Since 2001, the FCC has proposed $71,400 in fines against three Spanish-language radio stations and one TV station for airing material that violates its rules against indecency. It proposed the most recent fine on Dec. 13, 2002.
During the first four months of 2004, the FCC has proposed six indecency fines totaling $1.5 million, all against English-language broadcasters. All but $27,500 of these fines were aimed at radio stations that air programs such as “The Howard Stern Show,” which tend to feature sexually suggestive conversations and comedy bits.
“Spanish-language radio has gone way beyond Howard Stern. Some of these guys do and say things that would embarrass Howard Stern,” said Alex Nogales, president and chief executive of the National Hispanic Media Coalition, a Los Angeles group that seeks to improve the image of Hispanics in the United States.
Lisa Navarrete, vice president of the National Council of La Raza, the nation’s largest Hispanic civil rights group, said Spanish-language radio deserves the same scrutiny as its English-language counterpart.
“If you’re going to be in the business of looking at what is and what is not indecent, no one should be singled out,” she said.
An FCC spokeswoman declined comment. Executives at several Hispanic broadcasting companies also declined comment or could not be reached.
Spanish-language broadcasters have not entirely escaped the FCC’s scrutiny: Last week, the agency proposed a $4,000 fine against a Miami station that aired a crank call by two disc jockeys to Cuban President Fidel Castro.
The disc jockeys did not violate the FCC’s decency standards, but they did break its rules against airing a telephone conversation without the permission of the person being called.

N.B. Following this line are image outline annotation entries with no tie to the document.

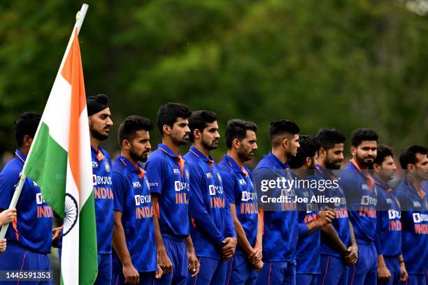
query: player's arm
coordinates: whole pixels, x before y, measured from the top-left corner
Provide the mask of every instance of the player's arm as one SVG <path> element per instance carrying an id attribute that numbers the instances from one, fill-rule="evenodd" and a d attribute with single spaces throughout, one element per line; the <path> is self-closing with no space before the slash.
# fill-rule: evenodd
<path id="1" fill-rule="evenodd" d="M 345 255 L 348 248 L 339 238 L 334 227 L 327 224 L 321 228 L 321 239 L 342 255 Z"/>
<path id="2" fill-rule="evenodd" d="M 358 261 L 358 246 L 355 240 L 355 234 L 354 233 L 354 227 L 352 224 L 349 221 L 349 233 L 350 237 L 351 245 L 348 248 L 347 254 L 345 256 L 345 262 L 348 265 L 352 265 L 357 263 Z"/>
<path id="3" fill-rule="evenodd" d="M 401 282 L 406 282 L 408 278 L 408 274 L 407 273 L 407 270 L 406 270 L 403 254 L 398 256 L 398 258 L 399 262 L 400 263 L 400 280 Z"/>
<path id="4" fill-rule="evenodd" d="M 117 196 L 115 196 L 116 198 Z M 112 238 L 113 247 L 122 262 L 123 275 L 125 283 L 138 284 L 140 275 L 132 265 L 131 255 L 127 247 L 124 230 L 122 224 L 122 212 L 115 211 L 113 233 Z"/>
<path id="5" fill-rule="evenodd" d="M 152 207 L 154 209 L 157 209 L 158 196 L 157 194 L 152 194 Z M 156 249 L 157 250 L 157 263 L 161 268 L 164 274 L 172 273 L 172 263 L 166 253 L 166 249 L 162 240 L 162 235 L 160 232 L 160 226 L 159 226 L 159 218 L 157 217 L 157 211 L 153 211 L 153 224 L 155 224 L 155 240 L 156 240 Z"/>
<path id="6" fill-rule="evenodd" d="M 196 257 L 194 253 L 194 247 L 193 247 L 193 242 L 190 235 L 186 238 L 186 247 L 187 249 L 187 258 L 189 259 L 189 268 L 188 270 L 192 274 L 192 277 L 194 277 L 199 273 L 199 261 Z"/>

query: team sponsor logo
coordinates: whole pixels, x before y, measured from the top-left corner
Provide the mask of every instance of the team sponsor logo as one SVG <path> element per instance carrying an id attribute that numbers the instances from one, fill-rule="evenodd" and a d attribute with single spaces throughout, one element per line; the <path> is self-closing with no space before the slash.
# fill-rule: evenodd
<path id="1" fill-rule="evenodd" d="M 104 161 L 104 167 L 106 168 L 107 172 L 110 172 L 110 164 L 108 164 L 107 161 Z"/>
<path id="2" fill-rule="evenodd" d="M 42 205 L 43 203 L 45 203 L 45 200 L 41 196 L 41 193 L 36 193 L 36 204 Z"/>
<path id="3" fill-rule="evenodd" d="M 218 178 L 218 180 L 221 182 L 222 182 L 222 176 L 220 175 L 219 173 L 217 173 L 217 177 Z"/>
<path id="4" fill-rule="evenodd" d="M 150 195 L 134 195 L 135 205 L 150 203 L 152 201 L 152 197 Z"/>
<path id="5" fill-rule="evenodd" d="M 242 196 L 241 198 L 241 200 L 243 202 L 246 202 L 248 200 L 248 192 L 246 191 L 242 191 Z"/>
<path id="6" fill-rule="evenodd" d="M 388 211 L 388 217 L 390 219 L 399 219 L 401 217 L 401 213 L 399 211 L 395 210 L 390 210 Z"/>
<path id="7" fill-rule="evenodd" d="M 189 175 L 189 170 L 186 169 L 186 170 L 185 171 L 185 173 L 186 174 L 186 178 L 187 178 L 187 180 L 188 180 L 190 178 L 190 175 Z"/>
<path id="8" fill-rule="evenodd" d="M 132 188 L 141 188 L 141 184 L 139 181 L 134 181 L 132 182 Z"/>
<path id="9" fill-rule="evenodd" d="M 245 179 L 238 179 L 238 182 L 239 182 L 239 185 L 246 185 L 247 182 Z"/>
<path id="10" fill-rule="evenodd" d="M 208 189 L 210 190 L 211 196 L 215 195 L 215 188 L 214 188 L 214 185 L 209 185 Z"/>
<path id="11" fill-rule="evenodd" d="M 98 176 L 92 175 L 92 184 L 108 184 L 111 185 L 111 176 Z"/>
<path id="12" fill-rule="evenodd" d="M 415 224 L 419 224 L 424 221 L 428 221 L 428 214 L 413 213 L 413 221 Z"/>

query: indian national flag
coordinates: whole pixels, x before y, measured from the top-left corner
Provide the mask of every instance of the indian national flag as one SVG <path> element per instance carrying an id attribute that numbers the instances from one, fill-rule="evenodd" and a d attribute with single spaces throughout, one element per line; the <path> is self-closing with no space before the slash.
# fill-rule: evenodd
<path id="1" fill-rule="evenodd" d="M 24 174 L 64 219 L 62 284 L 97 278 L 97 228 L 82 60 L 75 27 L 32 143 Z"/>

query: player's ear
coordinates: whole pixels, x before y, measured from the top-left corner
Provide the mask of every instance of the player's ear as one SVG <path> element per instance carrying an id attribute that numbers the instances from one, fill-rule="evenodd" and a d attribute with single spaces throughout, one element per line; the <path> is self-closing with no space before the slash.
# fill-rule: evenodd
<path id="1" fill-rule="evenodd" d="M 350 148 L 350 151 L 351 151 L 351 154 L 353 156 L 357 155 L 357 147 L 354 147 L 353 145 L 351 145 Z"/>
<path id="2" fill-rule="evenodd" d="M 162 131 L 166 135 L 171 135 L 171 129 L 172 128 L 171 126 L 168 126 L 167 124 L 164 124 L 164 126 L 162 126 Z"/>

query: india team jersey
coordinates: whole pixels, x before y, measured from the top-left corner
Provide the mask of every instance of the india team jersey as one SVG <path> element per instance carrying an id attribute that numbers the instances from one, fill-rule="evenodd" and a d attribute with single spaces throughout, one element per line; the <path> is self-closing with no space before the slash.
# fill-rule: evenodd
<path id="1" fill-rule="evenodd" d="M 115 211 L 122 212 L 127 247 L 132 265 L 138 272 L 157 270 L 153 208 L 148 181 L 138 167 L 122 156 L 113 163 Z M 122 263 L 113 253 L 113 272 L 122 273 Z"/>
<path id="2" fill-rule="evenodd" d="M 166 145 L 149 156 L 145 171 L 152 193 L 159 196 L 157 217 L 162 235 L 184 239 L 189 235 L 189 180 L 187 163 Z"/>
<path id="3" fill-rule="evenodd" d="M 220 170 L 193 146 L 184 159 L 190 171 L 190 235 L 196 255 L 220 260 L 222 242 L 236 235 Z"/>
<path id="4" fill-rule="evenodd" d="M 392 189 L 375 178 L 378 192 L 378 217 L 375 245 L 378 254 L 397 256 L 401 254 L 401 211 Z"/>
<path id="5" fill-rule="evenodd" d="M 15 154 L 15 157 L 8 162 L 0 173 L 1 209 L 9 207 L 27 159 L 18 149 Z M 8 243 L 17 243 L 39 254 L 50 253 L 53 212 L 42 198 L 38 185 L 29 178 L 25 180 L 16 211 L 17 217 L 9 225 L 5 237 Z"/>
<path id="6" fill-rule="evenodd" d="M 329 174 L 320 165 L 318 165 L 315 169 L 313 179 L 318 180 L 337 180 L 337 178 L 333 174 Z M 348 207 L 346 205 L 346 199 L 345 198 L 345 194 L 341 188 L 340 185 L 338 187 L 326 187 L 325 189 L 314 189 L 314 194 L 318 196 L 324 196 L 328 198 L 340 198 L 339 203 L 328 203 L 328 204 L 320 204 L 320 207 L 328 206 L 331 209 L 336 210 L 336 217 L 331 222 L 331 225 L 336 230 L 337 235 L 340 238 L 341 240 L 345 246 L 349 247 L 350 244 L 350 228 L 349 228 L 349 219 L 348 215 Z M 341 257 L 339 252 L 336 251 L 327 243 L 321 242 L 321 254 Z"/>
<path id="7" fill-rule="evenodd" d="M 111 189 L 111 160 L 104 149 L 91 147 L 92 183 L 99 254 L 111 254 L 113 229 L 113 193 Z"/>
<path id="8" fill-rule="evenodd" d="M 363 171 L 351 159 L 341 173 L 339 184 L 346 197 L 357 242 L 374 242 L 378 193 L 373 177 Z"/>
<path id="9" fill-rule="evenodd" d="M 252 184 L 250 170 L 238 163 L 229 156 L 224 155 L 218 163 L 223 180 L 223 189 L 227 200 L 236 207 L 236 217 L 242 225 L 250 244 L 255 246 L 257 235 L 258 210 L 257 193 Z M 235 254 L 246 255 L 238 245 Z"/>
<path id="10" fill-rule="evenodd" d="M 401 250 L 409 274 L 428 270 L 428 200 L 427 189 L 416 189 L 405 177 L 395 192 L 401 207 Z"/>
<path id="11" fill-rule="evenodd" d="M 271 197 L 294 197 L 293 189 L 275 187 L 265 192 L 261 186 L 264 180 L 284 177 L 290 180 L 288 165 L 283 163 L 271 152 L 265 155 L 254 170 L 254 181 L 257 189 L 259 201 L 263 203 L 266 195 Z M 281 202 L 275 205 L 262 205 L 264 207 L 273 207 L 271 210 L 263 210 L 263 260 L 264 261 L 293 261 L 296 258 L 296 246 L 299 239 L 297 212 L 296 204 Z"/>
<path id="12" fill-rule="evenodd" d="M 292 174 L 293 179 L 299 180 L 297 175 Z M 307 180 L 313 178 L 308 177 Z M 298 187 L 296 195 L 299 198 L 306 198 L 311 201 L 314 194 L 311 188 Z M 321 247 L 321 230 L 317 229 L 308 235 L 306 224 L 318 219 L 319 207 L 316 203 L 299 203 L 297 204 L 299 212 L 299 226 L 304 227 L 306 231 L 301 231 L 299 235 L 299 241 L 296 249 L 296 273 L 320 274 L 320 254 Z"/>

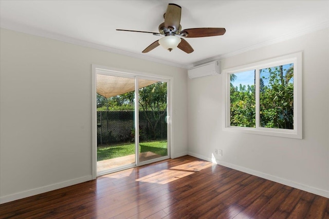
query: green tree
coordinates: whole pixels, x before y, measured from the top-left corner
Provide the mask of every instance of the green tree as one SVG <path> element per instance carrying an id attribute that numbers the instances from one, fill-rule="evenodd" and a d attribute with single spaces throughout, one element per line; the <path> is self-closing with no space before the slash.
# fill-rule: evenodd
<path id="1" fill-rule="evenodd" d="M 157 138 L 157 127 L 167 114 L 167 84 L 157 82 L 139 89 L 140 113 L 144 113 L 153 134 Z"/>
<path id="2" fill-rule="evenodd" d="M 268 80 L 260 94 L 260 126 L 294 129 L 294 67 L 262 69 L 261 78 Z"/>

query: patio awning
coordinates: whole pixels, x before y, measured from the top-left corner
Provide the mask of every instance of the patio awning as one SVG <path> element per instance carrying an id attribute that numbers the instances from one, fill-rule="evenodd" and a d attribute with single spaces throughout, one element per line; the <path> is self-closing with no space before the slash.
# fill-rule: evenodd
<path id="1" fill-rule="evenodd" d="M 139 79 L 138 88 L 157 82 L 157 81 Z M 135 78 L 99 74 L 96 75 L 96 92 L 106 98 L 123 94 L 133 90 L 135 90 Z"/>

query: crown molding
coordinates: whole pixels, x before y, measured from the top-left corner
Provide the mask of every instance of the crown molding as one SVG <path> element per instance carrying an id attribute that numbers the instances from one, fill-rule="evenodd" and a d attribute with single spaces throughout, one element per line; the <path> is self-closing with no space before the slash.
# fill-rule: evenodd
<path id="1" fill-rule="evenodd" d="M 194 67 L 199 66 L 200 65 L 208 63 L 211 62 L 213 62 L 216 60 L 221 60 L 225 58 L 236 55 L 239 54 L 243 53 L 244 52 L 247 52 L 248 51 L 253 50 L 259 48 L 264 47 L 266 46 L 269 46 L 272 44 L 274 44 L 277 43 L 279 43 L 283 41 L 285 41 L 288 39 L 291 39 L 292 38 L 296 38 L 298 36 L 302 36 L 303 35 L 310 33 L 313 32 L 317 31 L 318 30 L 322 30 L 325 28 L 329 28 L 329 21 L 326 21 L 324 22 L 319 23 L 317 25 L 313 25 L 312 26 L 308 27 L 304 29 L 298 30 L 293 33 L 290 33 L 281 36 L 280 37 L 271 39 L 270 41 L 266 41 L 265 42 L 261 43 L 250 47 L 246 47 L 242 49 L 236 50 L 232 52 L 229 52 L 226 54 L 223 54 L 211 57 L 210 58 L 203 59 L 195 63 L 194 63 L 192 65 L 189 66 L 189 68 L 191 68 Z"/>
<path id="2" fill-rule="evenodd" d="M 318 30 L 321 30 L 324 28 L 327 28 L 329 27 L 329 21 L 326 21 L 325 22 L 317 24 L 316 25 L 307 27 L 302 29 L 299 30 L 297 31 L 290 33 L 283 36 L 278 37 L 277 38 L 271 39 L 270 41 L 262 42 L 256 45 L 246 47 L 239 50 L 234 51 L 232 52 L 229 52 L 221 55 L 211 57 L 208 58 L 201 60 L 195 63 L 193 63 L 190 65 L 182 65 L 178 63 L 173 63 L 172 62 L 166 61 L 164 60 L 160 59 L 158 58 L 153 58 L 151 57 L 145 56 L 144 55 L 134 53 L 126 51 L 114 49 L 109 47 L 100 45 L 99 44 L 88 42 L 86 41 L 78 39 L 75 38 L 70 37 L 69 36 L 65 36 L 63 35 L 58 34 L 54 33 L 33 28 L 31 27 L 28 27 L 25 25 L 22 25 L 17 23 L 13 23 L 7 21 L 1 21 L 0 24 L 0 27 L 2 28 L 7 29 L 15 31 L 21 32 L 25 33 L 27 33 L 31 35 L 34 35 L 38 36 L 44 37 L 46 38 L 49 38 L 52 39 L 55 39 L 65 43 L 68 43 L 72 44 L 77 45 L 84 47 L 89 47 L 93 49 L 96 49 L 99 50 L 105 51 L 106 52 L 111 52 L 112 53 L 117 54 L 119 55 L 125 55 L 129 57 L 132 57 L 140 59 L 146 60 L 148 61 L 153 62 L 159 64 L 167 65 L 169 66 L 176 67 L 178 68 L 182 68 L 185 69 L 189 69 L 194 67 L 196 67 L 200 65 L 203 65 L 205 63 L 207 63 L 210 62 L 213 62 L 216 60 L 221 60 L 225 58 L 233 56 L 234 55 L 238 55 L 248 51 L 253 50 L 255 49 L 263 47 L 266 46 L 274 44 L 281 42 L 285 41 L 291 38 L 296 38 L 298 36 L 300 36 L 303 35 L 305 35 L 308 33 L 315 32 Z"/>
<path id="3" fill-rule="evenodd" d="M 45 38 L 48 38 L 51 39 L 54 39 L 71 44 L 82 46 L 86 47 L 89 47 L 93 49 L 98 49 L 99 50 L 104 51 L 112 53 L 117 54 L 119 55 L 125 55 L 129 57 L 139 58 L 140 59 L 146 60 L 148 61 L 153 62 L 159 64 L 167 65 L 169 66 L 177 67 L 187 69 L 188 66 L 185 65 L 181 65 L 178 63 L 173 63 L 172 62 L 166 61 L 158 58 L 153 58 L 151 57 L 146 56 L 140 54 L 134 53 L 133 52 L 127 52 L 126 51 L 115 49 L 111 47 L 100 45 L 97 44 L 88 42 L 87 41 L 75 38 L 70 37 L 64 35 L 58 34 L 53 32 L 34 28 L 31 27 L 22 25 L 17 23 L 13 23 L 8 22 L 7 21 L 1 21 L 0 27 L 4 29 L 7 29 L 14 31 L 27 33 L 28 34 L 33 35 L 35 36 L 41 36 Z"/>

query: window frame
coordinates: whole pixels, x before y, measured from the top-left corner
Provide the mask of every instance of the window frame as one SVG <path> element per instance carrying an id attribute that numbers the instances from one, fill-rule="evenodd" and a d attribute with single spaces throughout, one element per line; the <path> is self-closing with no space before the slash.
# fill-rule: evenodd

The Hispanic population in the United States swelled by 58 percent in the 1990s, making it the nation’s largest minority group, census data show. Spanish-language radio stations have become common in most big cities. Four are in the Washington area.
The stations often feature rollicking “morning zoo” shows. The language on these programs is often too crude for the airwaves, Mr. Nogales said.
Ms. Navarrete said the FCC lacks the manpower to investigate complaints about these programs. The agency has one Spanish speaker among its 20 staff investigators, although it has the power to hire outside translators to help it review complaints against Spanish-language programs.
“We’re very concerned about the lack of Latino representation within the FCC,” she said.
Rep. Peter Deutsch, a Florida Democrat who represents the heavily Hispanic Miami area, told newspapers in February that “the bottom line is that the FCC just doesn’t have enough people to translate Spanish.”
A spokesman said Mr. Deutsch had no further comment.